GoodLife did not clarify if a warning was included in every email that instructors’ employment was contingent on responding, or explain why initial emails might not have contained that information.
It is unknown if all GoodLife employees were sent the same emails or if it differed by province or gym.
There are no hard-and-fast rules for how long an employer has to try to contact an employee before they can claim that an employee has abandoned employment, Pinkus said, adding that it depends on the situation.
“If we’re just talking about lack of response, what matters is context? Did the employer have a basis to believe that the employee was intending not to work there anymore?” he said.

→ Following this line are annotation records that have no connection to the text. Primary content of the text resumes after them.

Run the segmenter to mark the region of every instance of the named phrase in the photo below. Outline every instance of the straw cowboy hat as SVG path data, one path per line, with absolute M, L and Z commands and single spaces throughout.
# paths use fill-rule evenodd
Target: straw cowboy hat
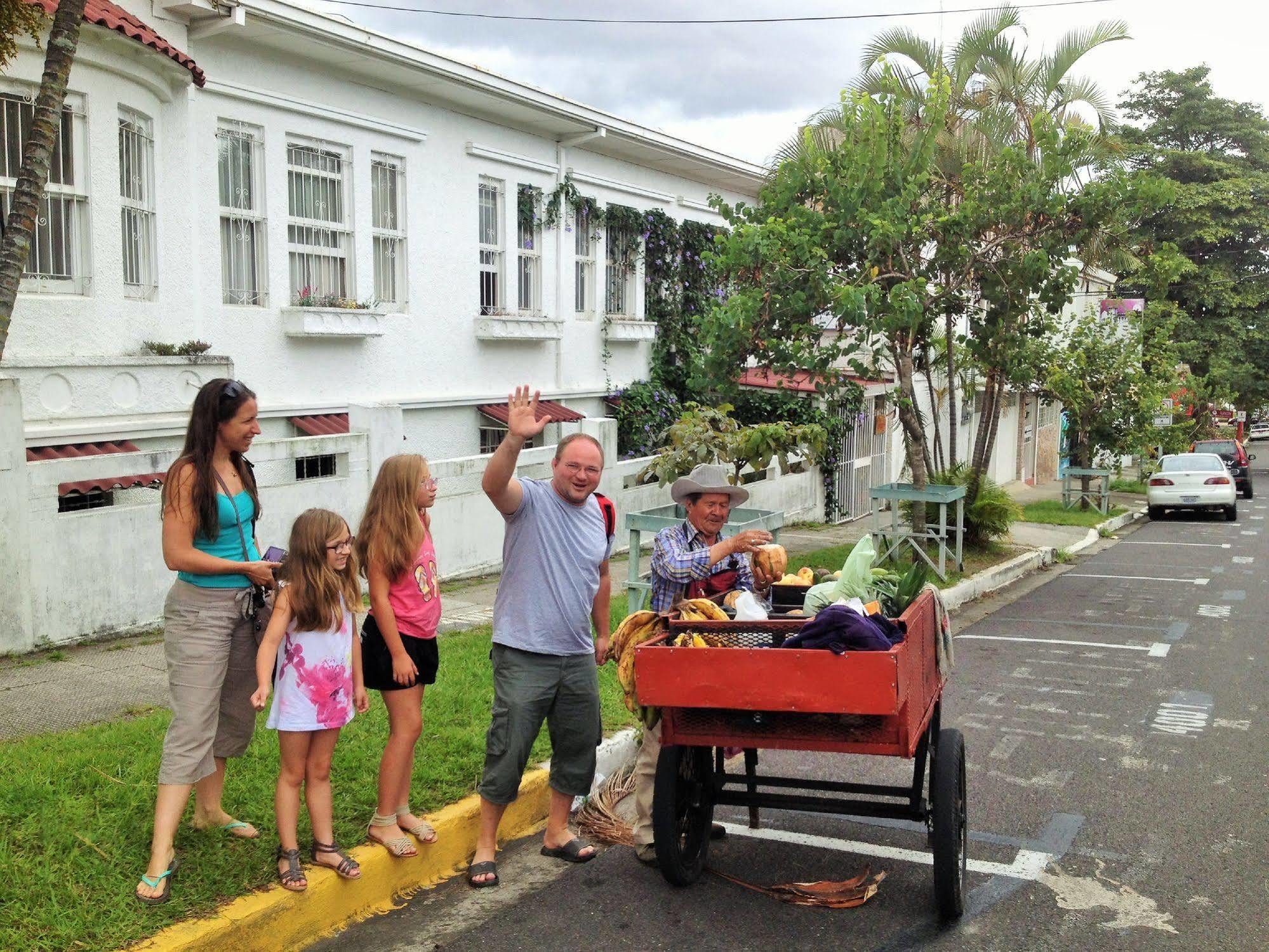
M 727 482 L 727 467 L 716 463 L 702 463 L 687 476 L 680 476 L 670 486 L 670 499 L 680 505 L 695 493 L 726 493 L 731 504 L 737 505 L 749 499 L 749 490 Z

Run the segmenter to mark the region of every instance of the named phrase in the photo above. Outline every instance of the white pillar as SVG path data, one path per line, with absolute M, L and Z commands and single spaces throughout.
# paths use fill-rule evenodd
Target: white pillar
M 371 485 L 385 459 L 406 451 L 405 423 L 398 404 L 349 404 L 348 429 L 367 434 Z
M 30 517 L 27 440 L 18 381 L 0 377 L 0 654 L 36 646 L 30 608 Z

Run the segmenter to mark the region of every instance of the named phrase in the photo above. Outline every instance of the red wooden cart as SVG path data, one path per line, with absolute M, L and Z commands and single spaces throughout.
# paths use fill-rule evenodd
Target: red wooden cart
M 938 911 L 961 915 L 964 739 L 939 722 L 947 678 L 937 664 L 934 595 L 924 592 L 902 621 L 907 636 L 890 651 L 780 649 L 799 619 L 674 621 L 669 635 L 636 649 L 640 703 L 661 708 L 652 828 L 666 880 L 687 886 L 700 876 L 717 805 L 749 807 L 750 826 L 764 806 L 915 820 L 929 830 Z M 674 647 L 670 641 L 683 631 L 717 636 L 727 646 Z M 722 750 L 728 746 L 745 750 L 744 774 L 726 770 Z M 912 782 L 763 777 L 763 748 L 902 757 L 914 762 Z

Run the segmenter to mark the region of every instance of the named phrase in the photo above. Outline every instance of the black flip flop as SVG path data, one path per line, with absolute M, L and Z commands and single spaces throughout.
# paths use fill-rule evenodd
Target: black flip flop
M 582 843 L 580 839 L 574 836 L 571 840 L 565 843 L 562 847 L 542 847 L 542 856 L 553 857 L 556 859 L 563 859 L 566 863 L 589 863 L 596 856 L 598 850 L 591 850 L 590 856 L 581 856 L 581 850 L 589 847 L 589 843 Z
M 476 877 L 476 876 L 483 876 L 485 873 L 494 873 L 494 878 L 492 880 L 485 880 L 485 882 L 476 882 L 476 880 L 473 877 Z M 495 863 L 492 859 L 486 859 L 486 861 L 483 861 L 481 863 L 472 863 L 471 866 L 468 866 L 467 867 L 467 885 L 471 886 L 473 890 L 482 890 L 482 889 L 486 889 L 489 886 L 496 886 L 497 885 L 497 863 Z

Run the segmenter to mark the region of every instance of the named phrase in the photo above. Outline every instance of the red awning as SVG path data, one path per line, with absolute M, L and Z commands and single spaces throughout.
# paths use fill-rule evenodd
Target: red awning
M 27 447 L 27 462 L 42 463 L 49 459 L 79 459 L 85 456 L 109 456 L 112 453 L 140 453 L 136 444 L 127 439 L 113 443 L 66 443 L 60 447 Z M 57 495 L 72 493 L 91 493 L 93 490 L 132 489 L 133 486 L 161 486 L 165 472 L 147 472 L 140 476 L 103 476 L 95 480 L 58 482 Z
M 311 416 L 292 416 L 296 429 L 308 437 L 334 437 L 348 433 L 348 414 L 312 414 Z
M 27 462 L 42 463 L 48 459 L 77 459 L 81 456 L 140 452 L 136 444 L 127 439 L 117 439 L 113 443 L 66 443 L 60 447 L 27 447 Z
M 162 485 L 165 472 L 147 472 L 141 476 L 107 476 L 99 480 L 80 480 L 79 482 L 58 482 L 57 495 L 69 496 L 75 493 L 91 493 L 94 490 L 132 489 L 133 486 L 146 486 L 157 489 Z
M 499 423 L 506 423 L 510 414 L 506 404 L 482 404 L 476 407 L 486 416 L 491 416 Z M 553 400 L 539 400 L 538 401 L 538 419 L 543 416 L 551 423 L 576 423 L 577 420 L 585 420 L 586 414 L 580 414 L 576 410 L 570 410 L 563 404 L 557 404 Z
M 846 380 L 858 383 L 860 387 L 883 387 L 888 383 L 888 381 L 864 380 L 854 374 L 848 374 Z M 736 378 L 736 382 L 742 387 L 764 387 L 766 390 L 791 390 L 794 393 L 815 393 L 824 382 L 824 374 L 812 374 L 810 371 L 773 373 L 766 367 L 749 367 Z
M 42 6 L 44 13 L 52 17 L 57 13 L 57 0 L 27 0 L 32 6 Z M 109 0 L 88 0 L 84 6 L 84 22 L 98 27 L 118 30 L 126 37 L 131 37 L 138 43 L 150 47 L 155 52 L 162 53 L 169 60 L 180 63 L 194 77 L 194 85 L 202 86 L 207 77 L 198 69 L 198 63 L 188 53 L 183 53 L 166 39 L 160 37 L 152 27 L 138 20 L 122 6 L 115 6 Z

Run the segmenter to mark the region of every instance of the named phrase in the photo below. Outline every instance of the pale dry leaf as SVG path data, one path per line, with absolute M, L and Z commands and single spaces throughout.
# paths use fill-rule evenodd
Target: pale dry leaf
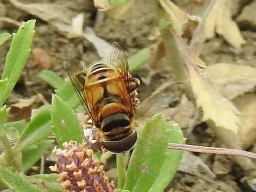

“Certainly repeated efforts by the employer, I’d say at least two or three attempts is what I’d want to see, if I had an employer client who wanted to allege abandonment of employment in these circumstances.”
Former employees believe GoodLife did not give sufficient time for employees to see the emails, or provide clear enough communication for them to understand the stakes of responding on time.
“People genuinely had no idea that their employment was contingent on responding to the survey,” Evans said.
“I cannot express how sad and hurt some of these instructors are. There were definitely tears. What happened wasn’t fair, but now it seems like unless you want to take legal action and pay out of your own pocket, and assume all the time and energy it will take to fight this corporate giant, there is really nothing left to be done.”
Evans did fill out the Return to Work form during the specified timeline — she was among the group who were officially terminated on March 2 and received severance pay.
The GoodLife Fitness club she’d worked at most recently in Ottawa had actually closed permanently in 2020, she said, and she wasn’t surprised at all to be terminated, even if she’d hoped to “at least be a substitute teacher” when more gyms reopened.
It was the unfairness of the situation facing so many of her colleagues that made her want to speak up, she said.
“[I] am upset at how others were, in my opinion, tricked into resigning as a way for GoodLife to avoid paying severance,” she said.
Many fitness instructors who worked at GoodLife also cannot jump into fitness work easily elsewhere, Evans said, due to GoodLife being the sole gym in Canada that is licensed to offer the coveted Les Mills programs. Instructors with Les Mills programs can’t take them elsewhere, leaving some starting from scratch.
“There really is a bad faith component to it,” Pinkus said. “These employees have been laid off and were already in a potentially vulnerable state if they had been just waiting to come back.”